Fortunately, most people's minds reject eliminativism as a deeply flawed idea. The mental immune system knows it's nonsense. But because some people are convinced by it, Bennett and Hacker show us how to slay this chimera, by patient analysis of the language used. There's a whole appendix on exactly how Dennett is wrong.
It seems to me that much of the horror of the current culture is based on such anti-human notions, so eliminating eliminativism is an important philosophical task. Bennett and Hacker show that in fact the arguments for eliminativism are so transparently poor that only an ideologue would be taken in.
But that ideology is a terrifying thing, nothing less than the elimination of any respect for human subjectivity. Were it to succeed, it would be the triumph of the Expert, the High Priest of the deepest lies ever told - that your subjective experience is meaningless and irrelevant. Anyone who is not chilled to the marrow by this kind of thinking has simply not looked closely at it.
Such thinkers, the religious zealots of Scientism, want to squash the human world down to a tiny part of its true span, not in the spirit of bringing something up close to examine it - that's good science - but in the spirit of eliminating the rest, the parts that can't be fitted into the Procrustean bed of some dualist theory. This is part of a colonization of inner realities that was well under way with Christianity and continues forward into its offspring, Scientism. This colonization results in the destruction of the personal authority that comes from having a meaningful inner world. Which of course suits those in power.
The authors credit neuroscience interpretations where credit is due, acknowledging that neuroscience is great at neurological interpretations of sickness. This has led for instance to some useful improvements in ideas around depression.

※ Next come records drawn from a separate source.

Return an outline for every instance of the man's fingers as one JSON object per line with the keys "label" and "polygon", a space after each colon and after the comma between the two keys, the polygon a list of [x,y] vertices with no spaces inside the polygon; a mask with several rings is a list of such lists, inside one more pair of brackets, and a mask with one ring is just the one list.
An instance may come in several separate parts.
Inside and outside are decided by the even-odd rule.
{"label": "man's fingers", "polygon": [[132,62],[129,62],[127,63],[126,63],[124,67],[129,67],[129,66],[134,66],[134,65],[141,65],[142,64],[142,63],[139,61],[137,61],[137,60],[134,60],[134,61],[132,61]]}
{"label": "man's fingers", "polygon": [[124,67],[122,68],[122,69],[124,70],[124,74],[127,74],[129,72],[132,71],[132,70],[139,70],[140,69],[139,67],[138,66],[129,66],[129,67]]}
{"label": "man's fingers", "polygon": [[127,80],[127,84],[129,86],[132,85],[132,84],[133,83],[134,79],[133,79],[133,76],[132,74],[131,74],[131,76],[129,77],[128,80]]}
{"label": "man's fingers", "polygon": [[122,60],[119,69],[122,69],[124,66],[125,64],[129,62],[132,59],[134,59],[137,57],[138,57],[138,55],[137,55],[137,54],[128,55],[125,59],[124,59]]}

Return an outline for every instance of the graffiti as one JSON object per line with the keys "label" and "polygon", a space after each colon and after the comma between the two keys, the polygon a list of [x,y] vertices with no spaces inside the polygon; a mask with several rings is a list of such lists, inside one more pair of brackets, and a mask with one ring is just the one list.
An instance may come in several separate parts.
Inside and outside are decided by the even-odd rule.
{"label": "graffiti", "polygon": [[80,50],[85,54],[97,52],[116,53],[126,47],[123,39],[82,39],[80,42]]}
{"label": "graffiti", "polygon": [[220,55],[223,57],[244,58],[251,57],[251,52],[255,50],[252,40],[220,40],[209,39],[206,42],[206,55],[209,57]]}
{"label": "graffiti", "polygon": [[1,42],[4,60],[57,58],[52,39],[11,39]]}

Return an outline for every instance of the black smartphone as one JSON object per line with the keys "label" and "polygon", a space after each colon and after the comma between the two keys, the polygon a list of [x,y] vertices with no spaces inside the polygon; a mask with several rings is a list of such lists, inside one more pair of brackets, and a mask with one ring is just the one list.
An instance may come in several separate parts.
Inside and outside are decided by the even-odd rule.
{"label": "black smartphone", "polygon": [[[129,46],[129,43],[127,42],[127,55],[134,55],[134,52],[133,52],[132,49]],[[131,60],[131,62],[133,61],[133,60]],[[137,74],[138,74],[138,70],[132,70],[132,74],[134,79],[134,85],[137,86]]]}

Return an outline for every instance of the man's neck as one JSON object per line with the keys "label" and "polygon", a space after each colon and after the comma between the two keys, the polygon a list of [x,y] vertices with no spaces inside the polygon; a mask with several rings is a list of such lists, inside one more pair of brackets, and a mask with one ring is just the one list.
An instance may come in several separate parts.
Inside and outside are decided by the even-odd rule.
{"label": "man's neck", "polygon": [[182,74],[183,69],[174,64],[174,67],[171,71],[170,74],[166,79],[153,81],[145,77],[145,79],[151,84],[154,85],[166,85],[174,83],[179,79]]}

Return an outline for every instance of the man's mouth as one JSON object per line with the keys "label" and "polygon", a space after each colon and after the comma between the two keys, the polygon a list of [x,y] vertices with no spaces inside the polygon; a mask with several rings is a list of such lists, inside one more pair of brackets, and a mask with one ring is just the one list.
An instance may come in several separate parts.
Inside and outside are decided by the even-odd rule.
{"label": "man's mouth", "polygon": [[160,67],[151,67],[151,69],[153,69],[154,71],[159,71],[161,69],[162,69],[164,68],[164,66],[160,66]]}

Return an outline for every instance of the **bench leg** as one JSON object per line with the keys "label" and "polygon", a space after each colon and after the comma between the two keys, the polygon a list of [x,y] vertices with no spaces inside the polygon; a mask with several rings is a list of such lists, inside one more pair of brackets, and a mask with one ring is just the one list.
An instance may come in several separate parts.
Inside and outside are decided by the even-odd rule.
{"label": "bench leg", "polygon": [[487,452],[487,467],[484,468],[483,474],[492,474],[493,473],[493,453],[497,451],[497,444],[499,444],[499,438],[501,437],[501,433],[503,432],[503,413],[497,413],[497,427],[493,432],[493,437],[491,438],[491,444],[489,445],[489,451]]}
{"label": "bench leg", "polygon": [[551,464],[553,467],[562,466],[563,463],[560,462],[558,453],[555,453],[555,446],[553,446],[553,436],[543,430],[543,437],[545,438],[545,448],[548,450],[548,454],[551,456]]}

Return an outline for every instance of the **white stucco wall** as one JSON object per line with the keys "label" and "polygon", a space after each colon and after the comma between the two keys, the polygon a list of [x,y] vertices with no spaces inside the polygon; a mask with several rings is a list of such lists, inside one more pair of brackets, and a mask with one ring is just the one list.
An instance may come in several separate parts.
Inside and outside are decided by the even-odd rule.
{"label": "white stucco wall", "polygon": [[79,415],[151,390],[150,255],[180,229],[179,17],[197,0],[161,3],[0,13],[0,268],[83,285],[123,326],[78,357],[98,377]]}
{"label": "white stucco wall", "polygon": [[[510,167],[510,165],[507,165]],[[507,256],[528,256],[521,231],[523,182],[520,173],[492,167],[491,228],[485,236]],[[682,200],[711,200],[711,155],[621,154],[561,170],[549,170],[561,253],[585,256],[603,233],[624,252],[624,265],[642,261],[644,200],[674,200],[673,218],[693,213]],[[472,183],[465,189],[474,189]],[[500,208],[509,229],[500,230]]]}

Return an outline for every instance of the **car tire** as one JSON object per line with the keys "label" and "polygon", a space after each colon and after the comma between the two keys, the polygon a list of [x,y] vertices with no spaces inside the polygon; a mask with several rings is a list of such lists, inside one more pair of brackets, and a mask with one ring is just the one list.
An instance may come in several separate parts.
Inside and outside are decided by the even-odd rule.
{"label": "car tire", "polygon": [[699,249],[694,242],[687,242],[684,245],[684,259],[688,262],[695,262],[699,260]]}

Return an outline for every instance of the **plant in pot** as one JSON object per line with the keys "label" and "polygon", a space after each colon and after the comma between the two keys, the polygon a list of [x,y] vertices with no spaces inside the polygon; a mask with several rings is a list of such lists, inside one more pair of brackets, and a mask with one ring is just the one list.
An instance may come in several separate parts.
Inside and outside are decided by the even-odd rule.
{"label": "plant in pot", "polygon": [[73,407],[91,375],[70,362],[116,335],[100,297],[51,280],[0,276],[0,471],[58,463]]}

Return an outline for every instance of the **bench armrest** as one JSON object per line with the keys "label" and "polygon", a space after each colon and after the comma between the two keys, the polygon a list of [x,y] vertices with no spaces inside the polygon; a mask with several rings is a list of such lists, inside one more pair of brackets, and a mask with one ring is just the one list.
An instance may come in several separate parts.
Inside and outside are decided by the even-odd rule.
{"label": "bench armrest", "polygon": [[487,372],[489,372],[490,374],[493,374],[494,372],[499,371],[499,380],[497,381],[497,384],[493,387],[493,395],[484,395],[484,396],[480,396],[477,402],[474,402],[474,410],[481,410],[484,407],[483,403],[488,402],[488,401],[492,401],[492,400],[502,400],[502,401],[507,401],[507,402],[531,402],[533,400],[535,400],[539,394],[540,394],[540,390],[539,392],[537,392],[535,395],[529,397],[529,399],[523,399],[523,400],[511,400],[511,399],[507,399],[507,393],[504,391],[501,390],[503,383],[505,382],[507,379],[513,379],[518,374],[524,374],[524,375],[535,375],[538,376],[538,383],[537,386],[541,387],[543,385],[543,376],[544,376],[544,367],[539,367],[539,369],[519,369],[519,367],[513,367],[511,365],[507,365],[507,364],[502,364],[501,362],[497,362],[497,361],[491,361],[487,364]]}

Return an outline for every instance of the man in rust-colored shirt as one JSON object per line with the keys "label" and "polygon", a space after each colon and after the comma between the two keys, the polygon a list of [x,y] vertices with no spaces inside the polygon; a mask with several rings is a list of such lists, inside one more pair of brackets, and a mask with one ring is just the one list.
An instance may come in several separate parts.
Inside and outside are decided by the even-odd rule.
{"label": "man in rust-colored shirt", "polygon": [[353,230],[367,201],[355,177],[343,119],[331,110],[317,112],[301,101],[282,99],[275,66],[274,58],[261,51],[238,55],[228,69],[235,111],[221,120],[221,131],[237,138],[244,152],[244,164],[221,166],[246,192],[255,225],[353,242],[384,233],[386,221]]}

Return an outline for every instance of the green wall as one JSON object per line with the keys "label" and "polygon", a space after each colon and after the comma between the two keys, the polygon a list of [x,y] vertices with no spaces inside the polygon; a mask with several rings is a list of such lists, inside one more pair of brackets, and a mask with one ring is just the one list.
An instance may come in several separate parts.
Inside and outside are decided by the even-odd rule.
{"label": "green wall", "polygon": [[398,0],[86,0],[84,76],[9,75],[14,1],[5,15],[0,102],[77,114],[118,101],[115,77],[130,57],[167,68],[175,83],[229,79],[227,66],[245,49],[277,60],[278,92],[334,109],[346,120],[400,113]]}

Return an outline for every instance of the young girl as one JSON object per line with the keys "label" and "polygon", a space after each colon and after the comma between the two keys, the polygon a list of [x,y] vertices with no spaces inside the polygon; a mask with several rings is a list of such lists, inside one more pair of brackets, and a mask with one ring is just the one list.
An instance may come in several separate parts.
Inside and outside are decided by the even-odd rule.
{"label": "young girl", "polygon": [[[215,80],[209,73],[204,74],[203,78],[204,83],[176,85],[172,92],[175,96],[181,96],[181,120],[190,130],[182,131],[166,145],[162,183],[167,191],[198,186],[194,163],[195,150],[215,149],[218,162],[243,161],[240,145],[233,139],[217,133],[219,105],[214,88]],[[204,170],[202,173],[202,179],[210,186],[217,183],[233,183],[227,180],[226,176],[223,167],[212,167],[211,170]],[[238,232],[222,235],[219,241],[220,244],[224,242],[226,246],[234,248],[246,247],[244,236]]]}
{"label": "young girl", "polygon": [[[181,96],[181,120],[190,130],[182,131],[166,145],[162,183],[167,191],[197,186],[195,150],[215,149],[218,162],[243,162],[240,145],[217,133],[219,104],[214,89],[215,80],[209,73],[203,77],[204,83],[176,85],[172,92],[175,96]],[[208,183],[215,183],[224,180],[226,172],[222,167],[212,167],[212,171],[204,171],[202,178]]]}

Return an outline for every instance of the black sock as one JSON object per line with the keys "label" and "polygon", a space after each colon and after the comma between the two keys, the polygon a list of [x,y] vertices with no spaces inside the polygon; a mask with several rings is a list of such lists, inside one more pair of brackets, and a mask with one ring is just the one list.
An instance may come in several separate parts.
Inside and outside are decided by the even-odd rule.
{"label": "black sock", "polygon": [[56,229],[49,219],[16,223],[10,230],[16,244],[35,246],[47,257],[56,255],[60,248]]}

I don't agree with everything these authors write. Their very approach is the sort that can slide into nit-picking, and it seems to me that that is what happened in their discussion on memes. This term was coined by Dennett's co-religionist Richard Dawkins and, although Dennett uses the concept as a tool to eliminate subjectivity, and they rightly criticise this, the term is quite a useful neologism. Also their arguments against a private inner world seem odd; it seems perfectly obvious to me that we do have private mental domains. Maybe I didn't understand what they are getting at.
I've written this review more to get the subject out of my system than to recommend the book. I read it because Alan Chapman recommended it to me after a discussion about the bearing neuroscience has on spiritual awakening, and I'm glad I read it. So I'd only recommend it if the stuff that neuroscience interpreters write annoys you as much as it does me in the way it so misses the point, and you'd like some tools to help them with their confusion, or blow them out of the water.